For Basic Protocol 2, auxin can be diluted into M9 or into Meiosis Media (Laband et al., 2018)). The Meiosis Media is richer than M9, and we have found that it can be helpful in keeping worms healthy in the soaking protocol, especially for prolonged incubations. For each protein of interest, we optimize the time point for depletion, and the timing can vary from protein to protein. Some proteins can be efficiently depleted in as little as 15-20 minutes, and in most cases, complete depletion occurs within 60 minutes.
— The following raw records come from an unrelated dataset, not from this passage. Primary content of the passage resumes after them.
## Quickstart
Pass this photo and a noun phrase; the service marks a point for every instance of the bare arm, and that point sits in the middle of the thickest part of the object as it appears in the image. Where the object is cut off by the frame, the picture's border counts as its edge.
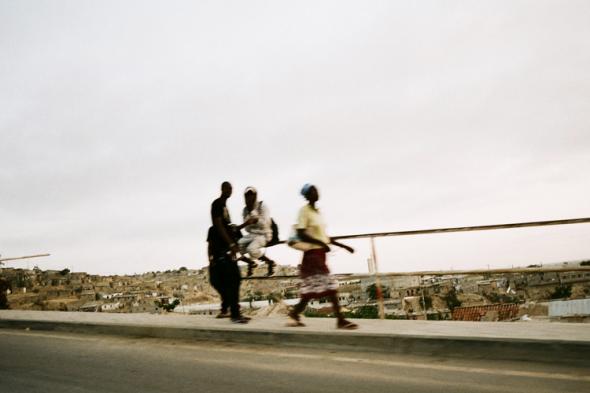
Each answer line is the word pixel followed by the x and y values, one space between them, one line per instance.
pixel 308 239
pixel 218 223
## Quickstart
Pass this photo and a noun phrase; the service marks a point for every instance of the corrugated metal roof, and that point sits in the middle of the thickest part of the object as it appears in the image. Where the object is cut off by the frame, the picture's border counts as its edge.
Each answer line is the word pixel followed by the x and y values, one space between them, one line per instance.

For Basic Protocol 4, sometimes the GFP or degron tags are inaccessible and the antibody staining does not work in the immunofluorescence procedure. Therefore, if one method for accessing the extent of auxin-inducible depletion fails, other methods should be tried. Additionally, the concentration of antibodies can be varied to ensure appropriate staining in the immunofluorescence protocol. Additionally, for the live ex utero imaging procedure, ensure that you don’t put pressure on the coverslip during the mounting process as it could damage the oocytes/embryos. Instead, gently place the coverslip on the Vaseline while monitoring the embryos under the microscope.

Understanding Results

We have outlined multiple protocols that enable depletion of degron-tagged proteins in C. elegans. Auxin treatment can be administered through different modes (plates and soaking) and over variable periods of time (long-term, on the scale of hours, and short-term, on the scale of minutes). Additionally, Basic Protocol 4 lists methods that can be used to assess the success of the depletion protocol.

Direct readouts of successful depletion are live imaging of GFP-tagged proteins of interest as well as immunofluorescence against the degron-tagged protein. If using an antibody-based immunostaining approach to assess depletion, absence of antibody staining after auxin treatment can be used to ensure that the depletion is successful; when comparing the extent of staining to control worms that were incubated with vehicle only, it is important to keep all of the imaging parameters consistent (exposure times, etc). An indirect method to assess auxin-inducible depletion can include the absence or change in localization of other cellular proteins that are dependent on the degron-tagged protein of interest. Downstream phenotypes such as embryonic lethality or developmental arrests can also provide indirect readouts of successful depletion, provided such phenotypes have been established by other methods. The type of readouts will be dependent on the designed experiment, the protein of interest, the expected phenotypes of the experiment, as well as the length of depletion. Examples of a successful auxin experiment and data interpretation are presented in Figure 4.

Time Considerations

The timeline of each AID experiment is dependent on the depletion kinetics of the protein of interest. When first performing AID experiments, it is important to determine the amount of time required for the protein of interest to be effectively depleted by the chosen method. This can be done by treating worms with auxin and assessing depletion at multiple time points. For Basic Protocol 1, we start by analyzing depletion at 1 hour increments, and for the more rapid soaking method (Basic Protocol 2) we initially use 10 minute increments; this timing can then be further refined to find the most optimal timepoint. If combining plate-based AID with feeding RNAi, the auxin plates used for depletion must also be seeded with the appropriate RNAi bacteria so that the relevant siRNA remains present during auxin treatment. Thus, RNAi plates containing auxin must be prepared ahead of time (protocols for RNAi detailed in (Conte et al., 2015)).

Once auxin treatment is complete, worms must be prepared for live or fixed imaging. Preparation for live imaging or for fixed whole worm imaging is quick and can typically be completed in minutes. For fixed immunofluorescence imaging of embryos, worm dissection takes 5-10 minutes, and then cells are fixed. This fixation step takes approximately 45 minutes in the methanol fixation protocol we use (but varies depending on the fixation method), antibody staining varies from 2 hours to overnight depending on the antibodies used, washes after antibody incubations are rapid, and mounting takes less than ten minutes (protocol modified from (Oegema et al., 2001)).